During the 1940s, AT&T employed more than 350,000 telephone switchboard operators -- a job that's nearly vanished. But, today, some estimates put the number of mobile app developers at 12 million individuals worldwide. Just as technologies and communications change, jobs likewise evolve. The workforce as we know it is in the throes of a revolution.
As new technologies emerge in what some have dubbed the Fourth Industrial Revolution, innovative companies have already begun to adapt, prompting reevaluations of workforce development strategies. Artificial intelligence, in particular, brings new possibilities -- like increased productivity and innovation. It also has sweeping implications for employee skill sets. How is technology shaping the future of work, and how can businesses keep up?
Hiring Managers Point to Tech-Driven Workforce Transformation
For starters, let's look at the technologies at play. Recent research shows that hiring managers are bracing for tech-induced transformation -- starting now. Sixty-two percent of managers surveyed say AI will change how they work within five years. Other emerging technologies, such as the Internet of Things, are expected to spark similar transformations (Source: Salesforce Workforce Development Survey, May 2017).

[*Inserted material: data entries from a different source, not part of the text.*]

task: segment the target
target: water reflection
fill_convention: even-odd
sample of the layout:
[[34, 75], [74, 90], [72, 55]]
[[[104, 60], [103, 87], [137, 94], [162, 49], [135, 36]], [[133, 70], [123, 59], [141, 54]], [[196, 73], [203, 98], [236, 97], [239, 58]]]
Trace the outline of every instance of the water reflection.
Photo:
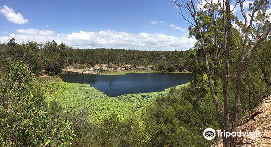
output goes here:
[[191, 80], [188, 73], [152, 73], [104, 75], [65, 74], [60, 75], [65, 82], [89, 84], [109, 96], [129, 93], [161, 91], [184, 84]]

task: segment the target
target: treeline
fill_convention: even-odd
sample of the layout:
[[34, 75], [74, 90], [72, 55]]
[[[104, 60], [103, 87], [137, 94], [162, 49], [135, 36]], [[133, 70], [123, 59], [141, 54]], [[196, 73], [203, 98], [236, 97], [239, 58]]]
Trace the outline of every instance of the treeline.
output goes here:
[[[189, 64], [191, 51], [138, 51], [122, 49], [73, 49], [54, 41], [42, 44], [30, 42], [18, 44], [12, 38], [7, 44], [0, 44], [0, 58], [12, 61], [22, 61], [28, 64], [32, 73], [41, 74], [45, 70], [52, 75], [62, 72], [62, 68], [69, 65], [83, 67], [96, 64], [129, 64], [132, 66], [150, 66], [159, 71], [193, 71]], [[82, 66], [83, 65], [83, 66]]]

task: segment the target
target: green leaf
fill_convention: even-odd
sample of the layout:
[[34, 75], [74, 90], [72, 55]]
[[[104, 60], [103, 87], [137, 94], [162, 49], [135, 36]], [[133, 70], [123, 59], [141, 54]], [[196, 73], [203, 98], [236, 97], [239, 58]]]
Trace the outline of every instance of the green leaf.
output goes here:
[[46, 147], [47, 145], [50, 144], [50, 143], [51, 143], [51, 140], [48, 140], [46, 143], [45, 143], [45, 144], [44, 145], [44, 147]]

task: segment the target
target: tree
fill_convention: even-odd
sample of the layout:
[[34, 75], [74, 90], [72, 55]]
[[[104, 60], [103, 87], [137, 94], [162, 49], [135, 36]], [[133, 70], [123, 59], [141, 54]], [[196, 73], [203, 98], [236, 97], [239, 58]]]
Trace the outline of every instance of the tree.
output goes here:
[[[2, 61], [3, 62], [3, 61]], [[55, 119], [34, 97], [31, 72], [21, 62], [0, 66], [0, 144], [3, 146], [70, 146], [72, 122]], [[52, 123], [53, 122], [53, 123]]]
[[[196, 38], [198, 40], [199, 47], [201, 49], [205, 63], [206, 74], [208, 78], [208, 85], [210, 88], [211, 97], [213, 99], [214, 104], [216, 108], [216, 113], [217, 115], [218, 121], [221, 130], [226, 131], [237, 131], [237, 121], [238, 119], [239, 110], [240, 107], [240, 94], [241, 91], [241, 83], [242, 81], [242, 75], [244, 68], [246, 65], [248, 60], [250, 58], [252, 52], [254, 51], [258, 44], [265, 39], [271, 30], [271, 23], [270, 20], [267, 19], [266, 12], [268, 9], [269, 0], [261, 0], [254, 1], [253, 4], [250, 6], [249, 10], [251, 13], [250, 19], [248, 21], [246, 13], [245, 12], [243, 2], [244, 1], [239, 0], [237, 1], [233, 9], [231, 10], [231, 2], [230, 0], [225, 1], [218, 0], [218, 4], [214, 3], [212, 0], [206, 1], [207, 4], [204, 6], [206, 10], [198, 10], [196, 7], [197, 2], [192, 0], [188, 0], [179, 3], [176, 0], [170, 0], [179, 7], [179, 13], [183, 18], [191, 24], [190, 30], [195, 31], [194, 34]], [[231, 128], [229, 122], [229, 104], [228, 94], [228, 83], [229, 79], [229, 56], [231, 44], [232, 43], [232, 21], [233, 17], [231, 12], [237, 5], [240, 5], [242, 15], [245, 19], [245, 24], [242, 24], [239, 22], [241, 27], [243, 28], [242, 33], [244, 36], [243, 40], [242, 52], [239, 53], [241, 59], [239, 61], [239, 66], [237, 70], [237, 76], [236, 78], [236, 84], [235, 87], [235, 94], [234, 97], [234, 110], [232, 116], [232, 123]], [[186, 16], [184, 15], [183, 11], [187, 11], [192, 17], [194, 23], [190, 21]], [[257, 12], [257, 17], [255, 15]], [[224, 114], [222, 114], [222, 109], [218, 101], [217, 92], [212, 84], [211, 73], [210, 72], [209, 64], [209, 59], [206, 49], [206, 40], [204, 38], [204, 31], [205, 30], [203, 24], [205, 21], [201, 17], [202, 13], [206, 14], [208, 19], [212, 22], [212, 25], [214, 28], [214, 46], [216, 51], [217, 57], [217, 66], [221, 73], [220, 78], [223, 82], [223, 93], [224, 99]], [[224, 39], [223, 40], [222, 47], [224, 48], [224, 66], [221, 65], [220, 62], [220, 55], [219, 53], [218, 40], [218, 27], [217, 23], [218, 20], [222, 20], [223, 31], [222, 34]], [[236, 20], [237, 20], [236, 19]], [[237, 21], [236, 21], [237, 22]], [[227, 37], [226, 37], [227, 36]], [[253, 36], [251, 39], [249, 36]], [[224, 69], [223, 69], [224, 68]], [[230, 145], [236, 147], [237, 146], [237, 138], [230, 137], [226, 138], [223, 137], [223, 144], [225, 147]]]
[[173, 64], [170, 64], [168, 67], [167, 70], [169, 72], [174, 72], [175, 71], [175, 69], [176, 68], [175, 67], [175, 66]]
[[165, 61], [161, 62], [157, 65], [157, 71], [164, 71], [167, 67], [167, 63]]

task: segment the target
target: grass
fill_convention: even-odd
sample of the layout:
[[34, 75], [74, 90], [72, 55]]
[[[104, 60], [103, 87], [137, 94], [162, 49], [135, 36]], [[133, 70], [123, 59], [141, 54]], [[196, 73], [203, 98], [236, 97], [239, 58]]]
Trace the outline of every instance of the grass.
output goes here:
[[[65, 82], [58, 76], [41, 79], [47, 103], [57, 100], [62, 104], [63, 112], [80, 112], [82, 109], [86, 109], [89, 110], [87, 120], [98, 123], [101, 123], [105, 116], [112, 113], [116, 113], [121, 120], [132, 113], [140, 114], [152, 103], [157, 96], [167, 95], [170, 89], [161, 92], [109, 97], [89, 84]], [[176, 87], [179, 88], [187, 84]]]
[[163, 72], [157, 71], [103, 71], [98, 72], [98, 74], [103, 75], [124, 75], [128, 74], [135, 73], [191, 73], [193, 72]]

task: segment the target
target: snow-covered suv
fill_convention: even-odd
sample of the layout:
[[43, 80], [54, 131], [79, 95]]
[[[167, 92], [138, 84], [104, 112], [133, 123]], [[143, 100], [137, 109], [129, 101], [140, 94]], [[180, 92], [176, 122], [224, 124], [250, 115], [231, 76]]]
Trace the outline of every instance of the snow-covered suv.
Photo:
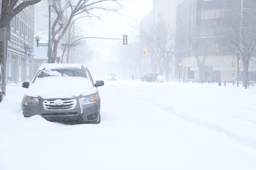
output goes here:
[[88, 68], [81, 64], [45, 64], [38, 69], [22, 101], [25, 117], [41, 115], [47, 120], [71, 124], [99, 123], [100, 99]]

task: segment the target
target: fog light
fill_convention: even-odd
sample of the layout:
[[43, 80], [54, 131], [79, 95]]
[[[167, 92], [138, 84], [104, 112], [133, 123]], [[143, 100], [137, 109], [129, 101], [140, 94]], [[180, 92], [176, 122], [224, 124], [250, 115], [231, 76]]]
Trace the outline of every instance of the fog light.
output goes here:
[[94, 120], [97, 118], [97, 113], [94, 113], [87, 116], [87, 118], [89, 120]]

As with any innovation, there's an upside and a downside to discuss. For example, 3D printing has given us both advanced, low-cost prosthetics and printable guns. In the workplace, the impact can also be argued both ways. While 45 percent of hiring managers say AI will have a positive impact on employment rates, 32 percent expect a negative impact (Source: Salesforce Workforce Development Survey, May 2017).
AI Paves the Way for Higher-Level Work and Soft Skills
The World Economic Forum's Future of Jobs report found that 35 percent of core skills will change between 2015 and 2020. Undoubtedly, AI holds the potential to automate certain jobs. But we're often presented with a false choice between automation and jobs. It's not a dichotomous situation.

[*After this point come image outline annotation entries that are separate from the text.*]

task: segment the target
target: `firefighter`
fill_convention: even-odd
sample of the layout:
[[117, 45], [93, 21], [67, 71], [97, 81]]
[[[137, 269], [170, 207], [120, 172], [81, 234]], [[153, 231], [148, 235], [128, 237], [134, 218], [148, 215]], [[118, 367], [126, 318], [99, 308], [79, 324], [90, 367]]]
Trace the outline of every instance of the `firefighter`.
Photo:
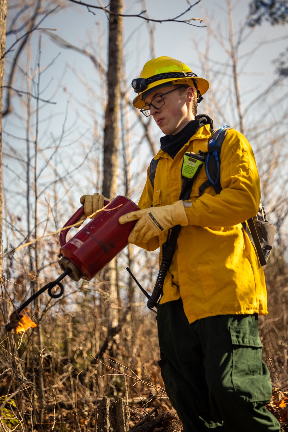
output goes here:
[[[132, 86], [133, 105], [152, 115], [165, 135], [153, 181], [147, 170], [141, 210], [119, 222], [137, 220], [128, 241], [148, 251], [161, 248], [169, 229], [181, 226], [157, 311], [167, 394], [184, 432], [279, 432], [265, 407], [272, 386], [258, 328], [258, 315], [268, 313], [264, 273], [241, 223], [256, 214], [260, 198], [251, 146], [228, 130], [221, 193], [210, 186], [199, 196], [207, 180], [203, 165], [189, 199], [179, 200], [185, 152], [208, 150], [213, 122], [197, 108], [209, 84], [182, 62], [162, 57], [146, 63]], [[87, 215], [103, 205], [103, 197], [94, 196], [94, 206], [92, 196], [81, 197], [89, 203]]]

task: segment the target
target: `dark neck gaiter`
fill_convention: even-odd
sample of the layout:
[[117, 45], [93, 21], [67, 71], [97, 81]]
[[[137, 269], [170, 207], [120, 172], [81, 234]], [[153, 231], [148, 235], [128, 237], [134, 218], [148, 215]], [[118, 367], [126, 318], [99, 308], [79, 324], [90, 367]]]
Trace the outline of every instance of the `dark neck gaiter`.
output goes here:
[[195, 120], [190, 121], [178, 133], [161, 137], [160, 138], [161, 150], [166, 152], [174, 159], [189, 138], [204, 124], [208, 124], [210, 128], [213, 129], [213, 120], [209, 116], [204, 114], [196, 115]]

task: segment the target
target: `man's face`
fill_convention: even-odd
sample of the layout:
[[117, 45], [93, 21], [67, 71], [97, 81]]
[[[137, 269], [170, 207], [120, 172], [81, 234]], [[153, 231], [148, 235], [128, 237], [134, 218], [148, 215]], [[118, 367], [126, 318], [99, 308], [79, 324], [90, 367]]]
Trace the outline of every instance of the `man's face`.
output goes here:
[[[156, 89], [145, 98], [145, 103], [150, 103], [156, 96], [169, 92], [172, 89], [170, 86]], [[182, 88], [163, 96], [165, 103], [161, 108], [156, 109], [151, 105], [151, 115], [163, 133], [177, 133], [187, 123], [194, 120], [192, 109], [194, 93], [193, 87], [185, 89]]]

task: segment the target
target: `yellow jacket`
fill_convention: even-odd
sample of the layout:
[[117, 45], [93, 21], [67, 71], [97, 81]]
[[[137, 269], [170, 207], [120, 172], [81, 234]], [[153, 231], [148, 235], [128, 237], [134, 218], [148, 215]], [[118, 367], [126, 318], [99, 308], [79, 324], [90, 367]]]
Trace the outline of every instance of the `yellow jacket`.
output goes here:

In a recent interview on the future of work, Jonathan Reichental, CIO of the city of Palo Alto, offered up this example. If you go back 100 years, he said, "a huge proportion of our society is either working on a farm or working in a factory. Hardly anyone works on farms any more -- we have machines that do the work humans used to do. Our factories are massively automated with mass production technologies."

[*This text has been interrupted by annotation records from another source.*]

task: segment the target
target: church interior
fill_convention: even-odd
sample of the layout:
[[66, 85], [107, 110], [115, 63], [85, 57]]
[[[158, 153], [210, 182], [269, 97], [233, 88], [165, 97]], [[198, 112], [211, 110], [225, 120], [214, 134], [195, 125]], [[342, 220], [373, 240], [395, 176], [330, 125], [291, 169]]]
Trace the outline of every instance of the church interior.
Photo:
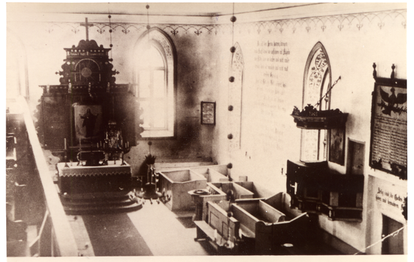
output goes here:
[[408, 254], [406, 3], [6, 14], [7, 256]]

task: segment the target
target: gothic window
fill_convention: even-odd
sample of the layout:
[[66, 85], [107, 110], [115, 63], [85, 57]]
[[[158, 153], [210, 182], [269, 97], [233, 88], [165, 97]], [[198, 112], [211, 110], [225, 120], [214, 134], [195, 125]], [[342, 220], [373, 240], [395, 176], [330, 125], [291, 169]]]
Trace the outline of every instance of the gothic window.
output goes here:
[[[322, 97], [331, 87], [331, 64], [324, 46], [318, 42], [312, 49], [304, 74], [302, 108], [310, 105], [318, 110], [330, 109], [331, 99], [328, 94]], [[315, 162], [326, 160], [328, 132], [325, 130], [302, 130], [300, 160]]]
[[136, 47], [135, 83], [142, 110], [142, 137], [174, 136], [174, 52], [169, 37], [146, 31]]

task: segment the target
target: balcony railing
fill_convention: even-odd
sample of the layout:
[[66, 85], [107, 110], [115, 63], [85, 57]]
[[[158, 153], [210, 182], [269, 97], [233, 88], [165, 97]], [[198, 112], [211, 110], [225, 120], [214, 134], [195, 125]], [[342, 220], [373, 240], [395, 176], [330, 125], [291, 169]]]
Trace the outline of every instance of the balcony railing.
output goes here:
[[[8, 184], [8, 192], [12, 194], [9, 196], [9, 200], [11, 199], [14, 205], [14, 214], [19, 214], [16, 216], [26, 218], [27, 221], [23, 219], [23, 222], [30, 225], [34, 223], [37, 227], [37, 236], [28, 245], [30, 252], [21, 252], [18, 256], [23, 254], [33, 256], [77, 256], [79, 253], [75, 239], [53, 183], [28, 103], [23, 97], [17, 97], [12, 103], [17, 105], [14, 108], [17, 108], [17, 112], [12, 110], [10, 115], [6, 116], [9, 125], [7, 128], [12, 135], [17, 138], [14, 143], [17, 157], [7, 160], [12, 161], [8, 162], [12, 163], [12, 165], [8, 165], [7, 174], [8, 177], [9, 174], [12, 176], [13, 168], [17, 169], [19, 172], [12, 176], [16, 181]], [[26, 176], [23, 179], [20, 179], [26, 183], [23, 187], [19, 184], [18, 177], [21, 175]], [[8, 177], [8, 179], [10, 178]], [[16, 190], [19, 186], [21, 191]], [[24, 195], [26, 195], [27, 201], [21, 199]], [[37, 197], [33, 199], [33, 196]], [[34, 216], [37, 216], [33, 219]], [[16, 224], [14, 222], [8, 218], [8, 228], [9, 225]], [[8, 230], [8, 233], [9, 232]], [[8, 234], [8, 251], [9, 244], [12, 244], [8, 240], [13, 236]]]

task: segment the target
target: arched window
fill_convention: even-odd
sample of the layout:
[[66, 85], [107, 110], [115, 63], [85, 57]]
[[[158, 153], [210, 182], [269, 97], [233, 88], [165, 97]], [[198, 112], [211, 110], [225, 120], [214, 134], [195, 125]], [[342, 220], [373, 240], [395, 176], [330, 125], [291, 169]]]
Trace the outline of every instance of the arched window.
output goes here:
[[[310, 105], [318, 110], [331, 107], [331, 94], [322, 100], [331, 84], [331, 64], [324, 46], [318, 42], [309, 54], [305, 73], [302, 108]], [[318, 104], [319, 103], [319, 104]], [[324, 130], [302, 130], [300, 160], [315, 162], [326, 160], [328, 132]]]
[[174, 136], [174, 47], [158, 28], [146, 31], [135, 48], [135, 77], [139, 99], [142, 137]]

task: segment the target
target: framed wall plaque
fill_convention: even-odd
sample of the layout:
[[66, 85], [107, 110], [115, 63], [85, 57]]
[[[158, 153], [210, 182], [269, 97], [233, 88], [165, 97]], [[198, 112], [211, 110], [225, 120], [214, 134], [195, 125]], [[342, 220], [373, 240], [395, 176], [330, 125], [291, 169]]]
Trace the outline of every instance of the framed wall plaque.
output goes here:
[[391, 79], [375, 77], [374, 69], [369, 164], [406, 179], [406, 80], [394, 79], [394, 68]]
[[201, 124], [215, 125], [215, 102], [201, 101]]
[[329, 161], [341, 165], [345, 163], [345, 129], [329, 130]]

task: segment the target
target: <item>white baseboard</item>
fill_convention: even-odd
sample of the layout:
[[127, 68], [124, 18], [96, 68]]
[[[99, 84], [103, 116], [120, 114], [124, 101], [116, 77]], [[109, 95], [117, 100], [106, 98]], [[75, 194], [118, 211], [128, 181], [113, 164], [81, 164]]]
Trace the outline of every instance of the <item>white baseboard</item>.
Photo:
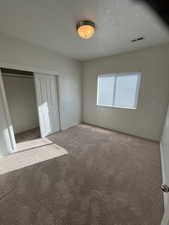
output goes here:
[[[165, 165], [164, 165], [164, 148], [162, 143], [160, 143], [160, 156], [161, 156], [161, 172], [162, 172], [162, 183], [166, 183]], [[164, 210], [167, 208], [167, 194], [164, 193]]]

His takeaway? "The continuing automation of society means human beings have increasingly focused on higher-level work."
Zvika Krieger, co-leader of the World Economic Forum's Center for the Fourth Industrial Revolution, notes that "as AI begins to impact the workforce and automation replaces some existing skills, we're seeing an increased need for emotional intelligence, creativity, and critical thinking, for instance."
Also: AI and jobs: The journey never ends CNET
In fact, 73 percent of hiring managers say creative and abstract thinking will become more important (Source: Salesforce Workforce Development Survey, May 2017).
Highlighting the pace of workforce change, the World Economic Forum points to these 10 jobs that didn't exist 10 years ago -- including app developer and social media manager. Another estimate projects that "65% of children entering primary school today will ultimately end up working in completely new job types that aren't on our radar yet."
Still, Businesses Lack Formal Plans for Future-Proofing Their Workforce
Research from Bloomberg, which I covered here, shows that both business and academia lack plans to equip the future workforce. Only about half of businesses and two-thirds of academic institutions have a formal plan for addressing the impact of emerging technologies. This is a miss.
Research from Salesforce shows a majority of hiring managers (68 percent) feel that formalized retraining programs are very valuable for employees, but only 46 percent place a high priority on these programs. Another miss.
Also: Why AI could destroy more jobs than it creates TechRepublic
Not addressing workforce development and reskilling will only widen the digital skills gap, threatening business' ability to compete in the Fourth Industrial Revolution. Already, 52 percent of IT leaders say skill gaps are a major challenge at their organization. Eighty-seven percent of companies say universities are not adequately preparing students for today's jobs. Only 29 percent of IT organizations rate their ability to keep pace with technology trends as excellent.
The World Economic Forum has found that over a third of the core skills required of the workforce by 2020 will be different from those today. Meanwhile, customers expect companies to provide new products and services more frequently than ever before, and it takes more than ever to impress them. In order for companies to cultivate an innovative culture, and produce innovative products and services, employee training and reskilling must be on the forefront of their business strategy.
In preparing for AI and the future of work, Gartner urges CIOs to "expand the IT charter to include helping employees rapidly embrace new technologies" while making "ease of learning and ease of use core technology evaluation criteria."
If we are to adapt to AI, it starts with prioritizing workforce training programs. It's crucial that we're as invested in building individuals' capabilities as we are in building technological capabilities. To Krieger's point, "As the pace of technological change quickens, we need to be sure that employees are keeping up with the right skills to thrive in the Fourth Industrial Revolution."
After all, if the workforce evolved from switchboard operators to mobile app developers in 70 years, imagine what the next 50 will hold.